Before I started doing the IB, I spent months searching up alumni experiences to get a feel of what the DP might have in store, and how I should plan my two years. When I completed my first year in the program in May 2021, I started to look out for resources by graduates for a blueprint as to how I should approach my second year- “the most important year of my schooling life”. However, I was soon to learn that the IB is something each one of us experiences, and that there is no specific formula set in stone that guarantees success. Objectively, IB Year 1 introduces students to the entirety of IB, the examination patterns, syllabus content and assessments, but IB Year 2 is where students start taking action on many of these facets of IB. Having said that, it would have been really useful to gain an insight into some little things I could have done the summer before Year 2 to make the transition a little smoother.
The Extended Essay
If you’re reading this, and about to begin the second year of the DP, you should be familiar with this characteristic of the IB. One of the core components of the DP, the Extended Essay is a 4000 word paper, written after conducting “independent, self-directed research” (International Baccalaureate®) about a particular topic, either within a DP subject, or at the intersection of multiple DP subjects. It is a compulsory part of the DP, and essential to getting the 3 core points, along with TOK.
One of the biggest mistakes I made in the summer before Year 2, was to lose touch with my extended essay. While I did plan out the majority of my essay during the holidays, I didn’t actually get down to writing it until I began Year 2. Looking back at it now, pushing myself to complete at least half of it then would have saved me a lot of stress and sleep once the school year began.
Balancing deadlines and exams
In my school, all the exams we give in Year 2 have a role in determining the predicted grade that we apply to universities with. This meant that every exam I gave in Year 2 was of extreme importance; this is why I started working on my IAs and even IOs during the summer.
In my school, due to the pandemic, all laboratory experiments (for Group 4 subjects) had been pushed back from Year 1 to Year 2; because of this, many of my friends did not even consider starting to write the report until after our experiments.
Utilising my holidays to write the IAs even if I didn’t conduct the experiment put me in a better position once I restarted school, since I didn’t have to cram these assessments and coursework into the limited time I had. Chances are you can write half of your report just by knowing how you will conduct your experiment!
DISCLAIMER: The internal deadlines that your school provides you with may vary considerably from my experience, so please be sure to consult your subject teacher(s) and/or IB coordinator for more information on deadlines!
Practice Past Papers
In Year 1, students tend to focus on understanding the content and paper pattern of the IB exams.
Needless to say, practicing past papers is probably the most effective way to ensure you are prepared for your exams; so if you haven’t started with them, now is probably a good time to begin. By the time you end Year 1, it is likely that your school may have completed a considerable portion of the syllabus for most of your subjects; this means that you can finally start working on past papers! This doesn’t mean that you do questions only from the topics you are learning in class or want to revise; this means doing timed practice of entire past papers, and if needed, leaving out questions from topics you haven’t learnt.

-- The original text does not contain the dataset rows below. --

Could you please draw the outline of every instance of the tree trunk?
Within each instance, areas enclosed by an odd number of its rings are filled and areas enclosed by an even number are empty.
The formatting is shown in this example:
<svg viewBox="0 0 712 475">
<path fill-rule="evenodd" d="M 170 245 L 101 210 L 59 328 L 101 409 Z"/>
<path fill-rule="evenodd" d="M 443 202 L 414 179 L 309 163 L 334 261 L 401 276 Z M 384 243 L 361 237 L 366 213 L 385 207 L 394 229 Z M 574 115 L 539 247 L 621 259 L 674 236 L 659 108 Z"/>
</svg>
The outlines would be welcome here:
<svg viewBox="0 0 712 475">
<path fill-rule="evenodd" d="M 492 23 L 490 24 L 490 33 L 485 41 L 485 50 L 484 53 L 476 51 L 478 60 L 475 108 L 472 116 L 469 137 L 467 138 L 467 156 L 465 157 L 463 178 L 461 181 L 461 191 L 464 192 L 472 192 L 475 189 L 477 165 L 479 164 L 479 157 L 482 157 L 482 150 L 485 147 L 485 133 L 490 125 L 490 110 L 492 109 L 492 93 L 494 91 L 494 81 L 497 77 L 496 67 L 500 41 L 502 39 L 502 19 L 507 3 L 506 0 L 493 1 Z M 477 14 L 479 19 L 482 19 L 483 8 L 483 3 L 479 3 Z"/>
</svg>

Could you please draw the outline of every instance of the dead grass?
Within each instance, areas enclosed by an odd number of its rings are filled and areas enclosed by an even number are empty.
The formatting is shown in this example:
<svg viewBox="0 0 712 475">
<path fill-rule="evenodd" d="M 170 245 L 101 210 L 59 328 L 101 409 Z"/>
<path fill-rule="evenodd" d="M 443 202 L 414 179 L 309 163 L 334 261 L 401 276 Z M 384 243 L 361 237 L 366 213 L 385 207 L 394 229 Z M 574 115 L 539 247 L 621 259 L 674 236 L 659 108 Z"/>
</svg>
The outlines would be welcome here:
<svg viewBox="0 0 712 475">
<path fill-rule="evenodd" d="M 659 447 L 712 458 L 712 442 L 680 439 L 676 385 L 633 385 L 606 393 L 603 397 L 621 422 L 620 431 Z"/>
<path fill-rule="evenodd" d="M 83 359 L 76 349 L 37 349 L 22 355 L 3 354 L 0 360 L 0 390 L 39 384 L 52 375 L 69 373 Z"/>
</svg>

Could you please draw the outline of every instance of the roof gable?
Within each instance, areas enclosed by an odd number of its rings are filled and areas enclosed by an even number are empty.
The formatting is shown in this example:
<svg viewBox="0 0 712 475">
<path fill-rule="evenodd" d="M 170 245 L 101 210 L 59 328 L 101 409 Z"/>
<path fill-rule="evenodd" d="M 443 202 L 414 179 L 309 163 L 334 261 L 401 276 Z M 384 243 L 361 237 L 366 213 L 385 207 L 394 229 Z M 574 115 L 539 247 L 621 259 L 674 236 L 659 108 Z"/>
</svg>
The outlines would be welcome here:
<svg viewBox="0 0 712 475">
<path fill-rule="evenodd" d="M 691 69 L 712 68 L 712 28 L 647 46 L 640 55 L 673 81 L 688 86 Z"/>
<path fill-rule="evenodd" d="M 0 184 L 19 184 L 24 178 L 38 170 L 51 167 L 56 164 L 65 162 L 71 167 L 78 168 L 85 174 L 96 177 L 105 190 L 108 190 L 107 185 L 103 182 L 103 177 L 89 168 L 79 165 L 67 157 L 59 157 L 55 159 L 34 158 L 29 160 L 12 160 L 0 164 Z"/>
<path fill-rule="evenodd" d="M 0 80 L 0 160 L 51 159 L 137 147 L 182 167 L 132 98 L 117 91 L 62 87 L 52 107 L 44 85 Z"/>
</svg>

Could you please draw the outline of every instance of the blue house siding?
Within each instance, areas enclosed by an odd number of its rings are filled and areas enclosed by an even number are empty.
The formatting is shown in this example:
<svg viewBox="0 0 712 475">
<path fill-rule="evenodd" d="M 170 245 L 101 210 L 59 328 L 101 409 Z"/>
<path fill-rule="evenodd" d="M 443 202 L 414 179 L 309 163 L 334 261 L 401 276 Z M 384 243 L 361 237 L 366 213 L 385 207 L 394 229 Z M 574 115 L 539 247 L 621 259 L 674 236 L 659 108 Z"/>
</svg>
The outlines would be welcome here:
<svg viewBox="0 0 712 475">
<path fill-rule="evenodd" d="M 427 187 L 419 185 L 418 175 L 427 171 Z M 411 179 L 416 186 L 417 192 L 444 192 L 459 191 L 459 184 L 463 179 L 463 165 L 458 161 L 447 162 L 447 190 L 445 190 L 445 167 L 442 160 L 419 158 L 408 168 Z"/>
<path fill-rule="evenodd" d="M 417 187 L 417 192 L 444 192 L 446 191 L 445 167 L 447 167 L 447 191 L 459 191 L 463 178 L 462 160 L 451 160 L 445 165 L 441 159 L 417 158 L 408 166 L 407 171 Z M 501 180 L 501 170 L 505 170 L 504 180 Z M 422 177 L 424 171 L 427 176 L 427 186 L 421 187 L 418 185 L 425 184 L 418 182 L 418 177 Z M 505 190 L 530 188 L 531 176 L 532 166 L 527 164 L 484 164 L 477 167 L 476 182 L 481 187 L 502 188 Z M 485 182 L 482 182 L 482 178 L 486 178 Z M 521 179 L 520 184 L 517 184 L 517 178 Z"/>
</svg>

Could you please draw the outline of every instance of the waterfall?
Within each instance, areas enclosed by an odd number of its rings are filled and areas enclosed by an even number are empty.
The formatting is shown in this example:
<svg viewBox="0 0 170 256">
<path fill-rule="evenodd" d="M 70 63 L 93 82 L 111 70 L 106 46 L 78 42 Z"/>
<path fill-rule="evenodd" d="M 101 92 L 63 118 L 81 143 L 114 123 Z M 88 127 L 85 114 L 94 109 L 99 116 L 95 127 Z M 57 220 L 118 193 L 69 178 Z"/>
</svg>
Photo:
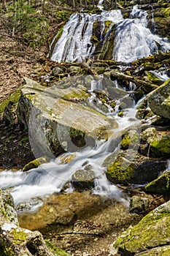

I find that tracking which past papers you do makes the process more motivating itself. However it is important to note that you will want to keep the most recent papers for the weeks leading up to your final exam; this is to ensure that the answers you give to those questions are by understanding, and not memory of the marking schemes. Additionally, it helps to be aware of syllabus changes (this includes COVID-19 specific changes; you can find them in this article) since the way of asking questions or the subject content may have changed. You might consider doing questions topic wise from questionbanks too!
Below is an example of a past paper tracker for chemistry, from studycollab: alicia !
Understand the mark schemes
This is in conjunction with the previous tip. After you complete doing a past paper, check the official marking scheme and understand what it is looking for. Doing this will help you realise what IB examiners are looking for when they read your answers. Doing this will help you realise what the difference between a similarly worded 4 mark question and 8 mark question is.
If you are unable to understand your mistake even after checking the mark scheme, consult your teacher and ensure that you are able to understand it so you don’t repeat your mistake. Ultimately the majority of your grade comes from the final exams that you give, and understanding how the examiners mark your paper can give you an edge when you attempt the paper.
Make time for “me time”
Partly why the IB has the capability to become such a hectic program is because it has so many different aspects that enter different dimensions of your own life. That’s why sometimes, it might feel like the IB is gaining control of your life. Something that affects one of those aspects may affect something in your “IB life” as well. To put it a little more elegantly, your identity becomes limited to “an IB student”.
I think what helped me was to have at least one activity outside of IB that helps me detach myself from it and recharge so that I can keep up with the coursework and assessments. This is something I learnt from Ali and Taimur Abdaal’s podcast; the activity does not need to be big, but needs to be impactful. Some suggestions I have are: walking to the nearest nature reserve, listening to a podcast with your favourite cup of hot chocolate or taking a well-deserved nap.
While the IB is hectic, with the right habits it is definitely manageable. These were some ideas that have helped me, and continue to help me as I navigate IB Year 2. I hope these tips help you as much as they helped me! I wish you the best during your IB journey!